Finding a language for our needs and our deep hurts was a revelation for me in my own life, and it has been for my clients, too. Learning how to have the difficult conversations with others - and within oneself! - is transformative. And a very big relief!! The Relational psychotherapy I practice offers tools to help us understand the needs we bring to our relationships, and the issues that emerge as we engage with others on more than a surface level. It’s very optimistic, but not naive about just how painful relationships can be. And how hard these conversations are to have. Another core value is staying honest and open to a deeper experiencing of the realities we encounter. My daily practice of mindfulness meditation has helped me stay more open, curious and brave. Because this practice brings the mind back home to the body, it prepared me to undertake advanced clinical training in trauma treatment and somatic therapies and to offer them to my clients: sensorimotor processing, mindfulness-based stress reduction and trauma-focused cognitive behavioral therapy.

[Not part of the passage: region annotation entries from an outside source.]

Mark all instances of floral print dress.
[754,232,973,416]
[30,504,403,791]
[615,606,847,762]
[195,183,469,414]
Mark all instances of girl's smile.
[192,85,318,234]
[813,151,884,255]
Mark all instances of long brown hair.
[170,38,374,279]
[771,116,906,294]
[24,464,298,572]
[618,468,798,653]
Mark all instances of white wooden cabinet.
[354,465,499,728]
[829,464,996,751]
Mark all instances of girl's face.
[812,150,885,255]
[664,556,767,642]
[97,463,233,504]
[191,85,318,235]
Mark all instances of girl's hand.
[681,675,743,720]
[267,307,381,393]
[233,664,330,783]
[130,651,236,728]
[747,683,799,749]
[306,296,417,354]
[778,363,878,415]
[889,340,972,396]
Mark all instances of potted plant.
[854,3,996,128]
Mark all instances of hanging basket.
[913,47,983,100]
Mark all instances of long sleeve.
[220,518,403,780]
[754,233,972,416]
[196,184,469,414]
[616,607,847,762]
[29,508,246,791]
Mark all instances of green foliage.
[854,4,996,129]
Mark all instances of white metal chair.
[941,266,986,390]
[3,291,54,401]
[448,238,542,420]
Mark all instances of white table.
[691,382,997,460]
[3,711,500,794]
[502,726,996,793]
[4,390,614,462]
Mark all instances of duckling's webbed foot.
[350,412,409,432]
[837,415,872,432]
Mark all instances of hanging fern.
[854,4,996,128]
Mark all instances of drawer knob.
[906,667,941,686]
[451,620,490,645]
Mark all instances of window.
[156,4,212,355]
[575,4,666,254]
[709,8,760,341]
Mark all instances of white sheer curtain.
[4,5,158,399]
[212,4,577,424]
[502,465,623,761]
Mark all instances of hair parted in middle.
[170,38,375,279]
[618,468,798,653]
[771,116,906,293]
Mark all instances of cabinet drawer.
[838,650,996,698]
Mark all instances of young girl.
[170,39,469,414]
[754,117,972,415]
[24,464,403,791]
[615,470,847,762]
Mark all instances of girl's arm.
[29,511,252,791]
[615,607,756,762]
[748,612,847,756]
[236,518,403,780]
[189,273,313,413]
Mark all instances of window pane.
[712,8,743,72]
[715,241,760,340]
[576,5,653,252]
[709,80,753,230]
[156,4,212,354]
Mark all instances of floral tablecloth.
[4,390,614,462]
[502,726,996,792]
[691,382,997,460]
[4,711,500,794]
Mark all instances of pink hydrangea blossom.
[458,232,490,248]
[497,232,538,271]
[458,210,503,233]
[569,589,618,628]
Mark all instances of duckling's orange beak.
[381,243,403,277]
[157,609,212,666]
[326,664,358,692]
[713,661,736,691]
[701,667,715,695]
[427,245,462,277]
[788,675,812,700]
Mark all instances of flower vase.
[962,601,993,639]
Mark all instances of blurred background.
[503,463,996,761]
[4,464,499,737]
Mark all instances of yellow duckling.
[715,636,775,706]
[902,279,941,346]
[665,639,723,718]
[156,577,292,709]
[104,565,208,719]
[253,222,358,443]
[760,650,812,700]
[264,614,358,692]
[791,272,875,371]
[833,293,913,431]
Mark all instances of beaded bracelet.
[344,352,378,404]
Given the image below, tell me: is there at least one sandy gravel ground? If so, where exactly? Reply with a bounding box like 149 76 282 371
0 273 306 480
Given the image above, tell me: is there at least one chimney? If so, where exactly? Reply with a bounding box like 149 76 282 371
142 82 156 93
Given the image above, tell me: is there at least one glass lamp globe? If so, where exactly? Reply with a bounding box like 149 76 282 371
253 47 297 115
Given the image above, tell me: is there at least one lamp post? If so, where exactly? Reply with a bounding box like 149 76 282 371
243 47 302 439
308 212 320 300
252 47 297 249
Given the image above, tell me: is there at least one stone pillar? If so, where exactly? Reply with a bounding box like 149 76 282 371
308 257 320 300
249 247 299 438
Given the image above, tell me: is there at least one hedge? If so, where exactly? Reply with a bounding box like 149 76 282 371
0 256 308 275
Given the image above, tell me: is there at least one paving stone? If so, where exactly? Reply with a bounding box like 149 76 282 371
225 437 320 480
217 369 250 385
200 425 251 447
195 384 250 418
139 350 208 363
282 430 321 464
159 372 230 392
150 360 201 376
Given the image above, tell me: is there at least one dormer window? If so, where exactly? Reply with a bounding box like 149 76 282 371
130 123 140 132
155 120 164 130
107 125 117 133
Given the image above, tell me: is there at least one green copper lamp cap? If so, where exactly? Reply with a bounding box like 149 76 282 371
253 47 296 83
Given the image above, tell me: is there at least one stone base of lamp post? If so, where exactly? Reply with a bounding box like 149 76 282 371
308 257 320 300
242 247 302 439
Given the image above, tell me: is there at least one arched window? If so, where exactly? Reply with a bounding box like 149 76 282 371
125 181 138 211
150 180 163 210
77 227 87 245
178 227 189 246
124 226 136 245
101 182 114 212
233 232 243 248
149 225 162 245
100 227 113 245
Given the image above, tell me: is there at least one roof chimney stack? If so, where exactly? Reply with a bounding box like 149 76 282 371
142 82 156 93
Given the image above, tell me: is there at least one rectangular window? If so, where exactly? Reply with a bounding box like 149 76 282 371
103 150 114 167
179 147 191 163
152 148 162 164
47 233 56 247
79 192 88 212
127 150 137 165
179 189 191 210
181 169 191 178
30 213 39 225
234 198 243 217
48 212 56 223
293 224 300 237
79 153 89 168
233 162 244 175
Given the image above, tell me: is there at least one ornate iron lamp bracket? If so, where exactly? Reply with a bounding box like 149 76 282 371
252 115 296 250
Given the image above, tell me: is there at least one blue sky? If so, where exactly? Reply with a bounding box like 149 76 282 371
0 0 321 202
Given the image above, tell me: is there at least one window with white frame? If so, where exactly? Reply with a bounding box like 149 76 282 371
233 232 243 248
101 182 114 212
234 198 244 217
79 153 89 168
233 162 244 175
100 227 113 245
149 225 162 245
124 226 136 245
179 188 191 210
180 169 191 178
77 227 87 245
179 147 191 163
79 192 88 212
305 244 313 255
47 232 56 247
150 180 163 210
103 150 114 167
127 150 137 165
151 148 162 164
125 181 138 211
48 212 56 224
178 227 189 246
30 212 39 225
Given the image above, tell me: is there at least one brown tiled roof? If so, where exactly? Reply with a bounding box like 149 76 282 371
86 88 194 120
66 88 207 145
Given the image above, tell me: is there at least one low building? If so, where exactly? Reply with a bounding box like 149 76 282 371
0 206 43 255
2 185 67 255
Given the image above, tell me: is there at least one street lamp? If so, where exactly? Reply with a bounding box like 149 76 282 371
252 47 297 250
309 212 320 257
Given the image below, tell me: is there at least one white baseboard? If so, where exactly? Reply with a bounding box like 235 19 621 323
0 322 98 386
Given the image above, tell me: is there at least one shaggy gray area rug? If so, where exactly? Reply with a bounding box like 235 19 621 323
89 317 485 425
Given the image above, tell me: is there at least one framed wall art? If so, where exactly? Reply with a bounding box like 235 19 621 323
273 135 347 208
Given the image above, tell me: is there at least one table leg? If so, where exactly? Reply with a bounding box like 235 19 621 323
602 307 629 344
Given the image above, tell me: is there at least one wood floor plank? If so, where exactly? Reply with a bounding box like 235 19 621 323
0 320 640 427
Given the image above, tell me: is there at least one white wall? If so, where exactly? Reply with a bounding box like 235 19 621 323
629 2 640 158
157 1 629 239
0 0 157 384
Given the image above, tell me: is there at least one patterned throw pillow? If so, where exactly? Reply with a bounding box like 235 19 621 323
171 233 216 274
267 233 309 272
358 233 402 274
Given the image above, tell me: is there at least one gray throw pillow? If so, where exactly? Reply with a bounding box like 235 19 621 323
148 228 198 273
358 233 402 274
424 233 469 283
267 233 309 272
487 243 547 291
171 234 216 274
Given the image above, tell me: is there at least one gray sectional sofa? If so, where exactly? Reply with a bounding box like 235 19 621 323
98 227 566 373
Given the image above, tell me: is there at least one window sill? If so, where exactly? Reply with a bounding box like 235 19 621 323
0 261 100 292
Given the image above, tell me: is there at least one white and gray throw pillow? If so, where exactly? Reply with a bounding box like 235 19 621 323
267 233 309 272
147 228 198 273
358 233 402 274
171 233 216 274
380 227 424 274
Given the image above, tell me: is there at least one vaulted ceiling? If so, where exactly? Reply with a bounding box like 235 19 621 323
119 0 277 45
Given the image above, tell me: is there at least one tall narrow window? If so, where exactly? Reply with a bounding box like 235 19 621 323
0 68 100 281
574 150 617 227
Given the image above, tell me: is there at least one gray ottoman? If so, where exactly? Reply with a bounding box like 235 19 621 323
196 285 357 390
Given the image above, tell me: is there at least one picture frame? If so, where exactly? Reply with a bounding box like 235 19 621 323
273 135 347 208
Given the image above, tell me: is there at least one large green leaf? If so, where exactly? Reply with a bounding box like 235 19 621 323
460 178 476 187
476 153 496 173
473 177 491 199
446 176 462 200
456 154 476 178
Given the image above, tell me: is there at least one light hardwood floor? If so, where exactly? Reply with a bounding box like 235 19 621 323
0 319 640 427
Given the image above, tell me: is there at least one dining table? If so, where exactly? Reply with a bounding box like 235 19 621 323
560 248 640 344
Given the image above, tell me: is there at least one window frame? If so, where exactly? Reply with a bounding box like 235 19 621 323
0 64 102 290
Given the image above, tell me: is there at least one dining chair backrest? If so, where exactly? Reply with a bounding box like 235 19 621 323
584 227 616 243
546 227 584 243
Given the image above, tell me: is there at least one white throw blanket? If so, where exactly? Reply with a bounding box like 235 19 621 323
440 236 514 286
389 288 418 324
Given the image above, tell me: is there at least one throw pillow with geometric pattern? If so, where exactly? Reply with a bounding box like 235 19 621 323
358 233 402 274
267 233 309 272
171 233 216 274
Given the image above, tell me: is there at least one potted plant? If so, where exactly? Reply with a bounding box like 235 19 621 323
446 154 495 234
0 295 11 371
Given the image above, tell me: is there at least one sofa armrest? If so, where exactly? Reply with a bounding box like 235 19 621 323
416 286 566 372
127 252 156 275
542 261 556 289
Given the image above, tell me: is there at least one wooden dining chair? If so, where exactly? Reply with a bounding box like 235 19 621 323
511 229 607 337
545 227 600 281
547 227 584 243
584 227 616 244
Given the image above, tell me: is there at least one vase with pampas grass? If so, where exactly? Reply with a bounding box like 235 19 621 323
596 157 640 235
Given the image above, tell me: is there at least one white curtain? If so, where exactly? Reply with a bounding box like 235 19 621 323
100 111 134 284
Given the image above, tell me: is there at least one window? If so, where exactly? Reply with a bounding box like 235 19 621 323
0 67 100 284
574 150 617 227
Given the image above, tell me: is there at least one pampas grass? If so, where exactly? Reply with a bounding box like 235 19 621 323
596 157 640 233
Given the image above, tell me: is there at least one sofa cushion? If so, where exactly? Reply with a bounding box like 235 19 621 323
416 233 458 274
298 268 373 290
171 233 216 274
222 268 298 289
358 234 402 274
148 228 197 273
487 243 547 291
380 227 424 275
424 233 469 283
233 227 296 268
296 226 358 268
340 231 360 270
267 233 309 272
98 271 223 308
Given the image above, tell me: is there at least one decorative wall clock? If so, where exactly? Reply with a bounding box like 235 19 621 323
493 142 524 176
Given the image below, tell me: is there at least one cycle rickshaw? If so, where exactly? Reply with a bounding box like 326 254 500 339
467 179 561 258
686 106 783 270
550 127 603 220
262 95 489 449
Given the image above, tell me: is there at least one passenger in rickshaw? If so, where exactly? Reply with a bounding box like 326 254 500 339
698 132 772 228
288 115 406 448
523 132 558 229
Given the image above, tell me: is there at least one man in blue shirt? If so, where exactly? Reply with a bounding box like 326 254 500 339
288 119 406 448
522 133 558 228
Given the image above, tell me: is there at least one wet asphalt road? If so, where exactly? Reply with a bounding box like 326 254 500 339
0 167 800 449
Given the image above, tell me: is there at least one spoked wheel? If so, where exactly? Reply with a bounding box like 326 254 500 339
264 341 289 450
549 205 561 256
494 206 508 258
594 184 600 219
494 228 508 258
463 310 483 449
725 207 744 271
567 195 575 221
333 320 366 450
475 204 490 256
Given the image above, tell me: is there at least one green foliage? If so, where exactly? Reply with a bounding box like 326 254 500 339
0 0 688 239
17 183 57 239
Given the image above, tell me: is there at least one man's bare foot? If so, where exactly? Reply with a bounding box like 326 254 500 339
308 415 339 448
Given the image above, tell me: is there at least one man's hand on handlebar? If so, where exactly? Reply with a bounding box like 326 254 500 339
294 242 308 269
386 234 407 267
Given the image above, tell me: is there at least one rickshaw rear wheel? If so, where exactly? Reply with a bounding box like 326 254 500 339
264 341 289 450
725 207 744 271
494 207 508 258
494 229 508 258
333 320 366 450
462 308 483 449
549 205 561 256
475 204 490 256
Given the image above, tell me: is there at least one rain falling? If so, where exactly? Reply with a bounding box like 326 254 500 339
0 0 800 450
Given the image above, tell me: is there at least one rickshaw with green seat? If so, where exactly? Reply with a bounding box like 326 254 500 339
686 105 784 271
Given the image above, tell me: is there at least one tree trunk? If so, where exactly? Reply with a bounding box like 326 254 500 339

How do you demonstrate respect for diversity?
It is my intent that people from all diverse backgrounds and perspectives be well-served in my practice, and that the diversity that people bring to counseling is viewed as a resource, a strength and a benefit. I am committed to listen deeply in ways that are respectful of race, ethnicity, nationality, gender identity, sexuality, disability, age, socioeconomic status, religion, and culture. Together I believe that we can build a conversation that is empowering, deeply accepting and potentially healing. I am aware that as a cisgender, white woman, I represent a culture that systematically tries to suppress those whom it categorizes as “non-white” and not cisgender. It is possible that some of our interactions in building a strong working relationship across lines of difference may evoke strong emotions and discomfort. Together I hope we can hold these feelings with respect and care so that they can be understood and strengthen us for the long run.
“It will be an energized relationship that makes you feel more alive and empowered!”